By Jonnathan Pulla and Nick Zararis
Days after the high school shooting in Parkland, Florida, several Long Island firing range and gun store owners have noticed an uptick in business in spite of national trends of the past 13 months.
The slight increase in firearm sales at five of the largest dealers in Suffolk County following the tragedy at Stoneman-Douglas high school bucks a national trend of decreasing gun sales and manufacturer stock prices. According to the FBI’s NICS system, that conducts the background checks for licensed firearm dealers, background checks are down overall since the Trump administration took office.
“It puts fear in the people who own guns because they don’t want to lose their guns,” Mike Marelli, the owner and head shooting coach at Long Island Top Shots said. “So what people do is they go out and buy more guns.”

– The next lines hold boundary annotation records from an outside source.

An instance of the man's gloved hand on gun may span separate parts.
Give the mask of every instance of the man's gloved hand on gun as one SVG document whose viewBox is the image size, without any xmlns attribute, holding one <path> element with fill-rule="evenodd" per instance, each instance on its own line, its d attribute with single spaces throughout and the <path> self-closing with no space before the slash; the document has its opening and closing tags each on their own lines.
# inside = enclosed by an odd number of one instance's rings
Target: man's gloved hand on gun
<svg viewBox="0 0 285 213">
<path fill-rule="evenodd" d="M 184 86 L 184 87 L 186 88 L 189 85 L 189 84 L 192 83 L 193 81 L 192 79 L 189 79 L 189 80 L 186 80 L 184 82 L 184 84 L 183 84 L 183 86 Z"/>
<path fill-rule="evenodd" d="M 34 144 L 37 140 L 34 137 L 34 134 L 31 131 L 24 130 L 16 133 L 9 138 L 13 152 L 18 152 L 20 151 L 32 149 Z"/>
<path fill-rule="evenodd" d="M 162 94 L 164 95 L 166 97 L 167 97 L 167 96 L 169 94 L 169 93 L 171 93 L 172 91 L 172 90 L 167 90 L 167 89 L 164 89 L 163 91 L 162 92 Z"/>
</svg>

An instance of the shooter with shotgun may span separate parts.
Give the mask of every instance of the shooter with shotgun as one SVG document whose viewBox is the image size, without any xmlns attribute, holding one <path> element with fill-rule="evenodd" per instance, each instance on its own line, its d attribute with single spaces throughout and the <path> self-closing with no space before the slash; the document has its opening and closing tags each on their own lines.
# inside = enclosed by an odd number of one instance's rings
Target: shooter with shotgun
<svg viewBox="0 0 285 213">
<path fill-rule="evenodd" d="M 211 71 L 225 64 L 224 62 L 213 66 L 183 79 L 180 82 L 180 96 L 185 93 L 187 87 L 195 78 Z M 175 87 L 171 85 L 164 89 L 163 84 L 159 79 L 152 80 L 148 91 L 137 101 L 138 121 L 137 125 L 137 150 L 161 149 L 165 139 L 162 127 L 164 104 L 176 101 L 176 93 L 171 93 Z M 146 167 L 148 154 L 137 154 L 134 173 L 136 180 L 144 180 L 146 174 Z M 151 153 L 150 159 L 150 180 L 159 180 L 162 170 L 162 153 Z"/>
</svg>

After being in the business since age 12, Marelli, who’s now 35, has noticed changes in his customer population in the last years. “The percentage of people that come to the range to learn how to shoot to protect themselves is increasing while those looking to do it for sport has gone down,” Marelli said.
“Sales have gone up a little bit,” Craig Tufano, owner of Suffolk Shooting Corps, said. “I’m selling more of the legal ARs even though sales are generally down compared to the years prior to the Trump administration.”

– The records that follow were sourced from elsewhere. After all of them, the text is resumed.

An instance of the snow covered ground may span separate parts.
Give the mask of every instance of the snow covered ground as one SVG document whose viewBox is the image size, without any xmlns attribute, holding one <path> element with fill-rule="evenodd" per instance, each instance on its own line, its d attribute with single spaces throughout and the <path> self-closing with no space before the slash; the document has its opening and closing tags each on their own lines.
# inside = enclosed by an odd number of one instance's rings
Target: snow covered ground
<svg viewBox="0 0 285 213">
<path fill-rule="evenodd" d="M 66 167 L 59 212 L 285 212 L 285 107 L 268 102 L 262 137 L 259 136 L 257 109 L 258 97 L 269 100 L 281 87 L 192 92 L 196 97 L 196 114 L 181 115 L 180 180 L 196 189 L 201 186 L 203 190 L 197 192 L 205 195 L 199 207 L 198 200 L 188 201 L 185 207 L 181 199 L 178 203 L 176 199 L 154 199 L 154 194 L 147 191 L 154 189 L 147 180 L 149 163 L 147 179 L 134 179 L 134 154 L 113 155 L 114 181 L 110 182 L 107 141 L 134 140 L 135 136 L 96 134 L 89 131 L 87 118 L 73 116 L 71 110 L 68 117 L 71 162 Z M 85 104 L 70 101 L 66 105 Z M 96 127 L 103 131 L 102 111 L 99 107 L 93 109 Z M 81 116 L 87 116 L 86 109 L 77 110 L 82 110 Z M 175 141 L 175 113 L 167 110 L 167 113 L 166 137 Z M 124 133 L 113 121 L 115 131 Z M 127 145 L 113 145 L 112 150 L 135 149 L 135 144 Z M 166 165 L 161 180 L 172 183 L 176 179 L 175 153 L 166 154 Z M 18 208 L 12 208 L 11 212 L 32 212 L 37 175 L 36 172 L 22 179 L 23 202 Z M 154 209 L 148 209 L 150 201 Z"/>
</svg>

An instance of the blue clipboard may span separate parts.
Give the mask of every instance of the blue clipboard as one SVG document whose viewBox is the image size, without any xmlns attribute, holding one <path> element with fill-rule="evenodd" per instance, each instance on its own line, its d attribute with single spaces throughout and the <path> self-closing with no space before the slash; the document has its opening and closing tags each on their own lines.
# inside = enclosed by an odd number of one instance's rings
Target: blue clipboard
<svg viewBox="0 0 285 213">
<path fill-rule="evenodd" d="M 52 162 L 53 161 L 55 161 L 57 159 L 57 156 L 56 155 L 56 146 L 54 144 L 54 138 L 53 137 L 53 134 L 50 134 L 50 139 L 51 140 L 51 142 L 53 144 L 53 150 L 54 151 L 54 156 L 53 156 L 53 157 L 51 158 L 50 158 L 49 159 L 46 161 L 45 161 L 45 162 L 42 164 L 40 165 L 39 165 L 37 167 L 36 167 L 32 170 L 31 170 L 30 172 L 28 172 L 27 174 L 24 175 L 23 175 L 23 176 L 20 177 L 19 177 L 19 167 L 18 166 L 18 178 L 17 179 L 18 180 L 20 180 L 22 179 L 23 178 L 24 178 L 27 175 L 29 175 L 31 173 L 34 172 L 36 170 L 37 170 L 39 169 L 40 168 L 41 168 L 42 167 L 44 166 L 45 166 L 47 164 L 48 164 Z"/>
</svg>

All licensed firearms dealers are required to conduct a federal background check on anyone purchasing a gun. In New York State, a prospective pistol buyer must also qualify for a license which is issued at the county level. There is no license required for a rifle or shotgun.
“Aside from the background check, if I don’t have a good feeling about the person, I reserve the right to refuse a sale,” Cliff Pfleger, owner of Long Island Gun Source said. “If someone is acting weird, it’s ultimately my call.”
A political party that is more likely to pass gun control reform drives more sales following mass shooting events. When it seemed likely that Hillary Clinton was going to win the presidential election in 2016, background checks shot up by more than 600,000 in the final two months of the campaign according to the FBI’s NICS system.
Survivors of the tragedy have been the most vocal for reform and had the opportunity to meet with both state and federal lawmakers including President Trump himself.
“We should have common sense laws that protect us all,” Allyson Matwey, a Long Island resident who works for public special education, said. “The AR-15 shouldn’t be in civilian hands.”
Others believe that the suggestions from the two parties are too extreme in either direction.
“What’s being proposed is quite disturbing,” Daniel Salazar of Medford said. “The left wants to ban assault weapons and the right wants to arm every teacher…I don’t think either is the solution.”
Although there have been calls for reform, this spring the United States Senate is expected to vote on the concealed carry reciprocity act. If the bill, which already passed the house, were to pass, it would mandate that all states honor concealed carry permits regardless of where the permit was issued.